Bayes’ Theorem

Bayes’ Theorem

Let’s consider an example. Say you have 31 people who play golf. One way to divide up the people is to put them in groups based on whether they hit a golf ball from the “right handed” side or the “left handed” side. Say X1 is group label for the right handed and X2 is for left handed duffers. Another way to divide them up is if they wear a golf glove or not. Say Y1 is for those that wear and Y2 is for those that do not wear a golf glove when they play. Say the following crosstabulation or contingency table results for the 31 people. Y1 Y2 Total X1 5 12 17 X2 10 4 14 Total 15 16 31 From this table we can say something about a variety of probabilities – 20, in fact.

Now, from this table you could very naturally consider the following: 1) Marginal probabilities (using the relative frequency approach to probability – like the prob of X1.) P(X1) = 17/31, P(X2) = 14/17, P(Y1) = 15/31, P(Y2) = 16/31, 2) Conditional probabilities (like probability of X1 given that Y1 has occurred). In columns (like what is prob of being X1 given you have a Y1?) P(X1|Y1) = 5/15 P(X1|Y2) = 12/16 P(X2|Y1) = 10/15 P(X2|Y2) = 4/16 In rows P(Y1|X1) = 5/17 P(Y2|X1) = 12/17 P(Y1|X2) = 10/14 P(Y2|X2) = 4/14

3) Intersections (like what is prob of X1 and Y1) P(X1 ⋂ Y1) = 5/31 (which could have been written P(Y1 X1) P(X2 ⋂ Y1) = 10/31 P(X1 ⋂ Y2) = 12/31 P(X2 ⋂ Y2) = 4/31 4) Unions (like what is prob of X1 or Y1) P(X1 ⋃ Y1) = (5 + 12 + 10)/31 = (17 + 15 – 5)/31 = 27/31 P(X2 ⋃ Y1) = (10 + 4 + 5)/31 = (14 + 15 – 10)/31 = 19/31 P(X1 ⋃ Y2) = (5 + 12 + 4)/31 = (17 + 16 – 12)/31 = 21/31 P(X2 ⋃ Y2) = (10 + 4 + 12)/31 = (14 + 16 – 4)/31 = 26/31 This way says add the totals and subtract the intersection so you only add the overlap once. This way seems more natural – just add the relevant boxes and divide by the grand total

Now, let’s take the crosstabulation and construct the joint probability table by dividing by the grand total of 31. Y1 Y2 Total X1 5/31 12/31 17/31 X2 10/31 4/31 14/31 Total 15/31 16/31 31/31 On the next slide I show what this would be like in general terms. You will note in the joint probability table we have marginal probabilities and intersections.
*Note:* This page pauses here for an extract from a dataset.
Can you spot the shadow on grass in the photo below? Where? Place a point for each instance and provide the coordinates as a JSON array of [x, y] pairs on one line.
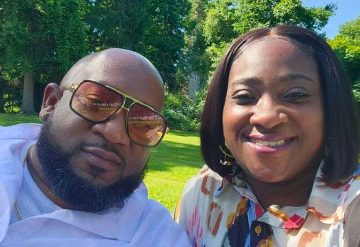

Y1 Y2 Totals X1 P(X1 ⋂ Y1) P(X1 ⋂ Y2) P(X1) X2 P(X2 ⋂ Y1) P(X2 ⋂ Y2) P(X2) Totals P(Y1) P(Y2) 1.00 Again, from the table we have intersections and marginal probabilities already calculated. To get conditional probabilities and unions from this table we just follow the rules. For conditional probabilities, like prob of X1 given Y1 we have P(X1|Y1) = P(X1 ⋂ Y1)/P(Y1) = (5/31)/(15/31) = 5/15. For unions, like prob of X1 or Y1 we have P(X1 ⋃ Y1) = P(X1) + P(Y1) – P(X1 ⋂ Y1) = 17/31 + 15/31 – 5/31 = 27/31

Notice on slide 5 that, for example, in the Y2 column 12/31 + 4/31 = 16/31. On slide 6 this would be seen as P(X1 ⋂ Y2) + P(X2 ⋂ Y2) = P(Y2). In this example we have seen a whole bunch of information. In fact, you know the raw data and you have seen how we calculate many types of probability. Bayes’ Theorem is just a statement that if we know only some information we can still calculate some of the other parts based on what we know. As an example, say we know P(X1) = 17/31, P(X2) = 14/31, P(Y2|X1) = 12/17, and P(Y2|X2) = 4/14. From this we can calculate P(X1 ⋂ Y2), P(X2 ⋂ Y2), P(Y2), P(X1|Y2), P(X2|Y2).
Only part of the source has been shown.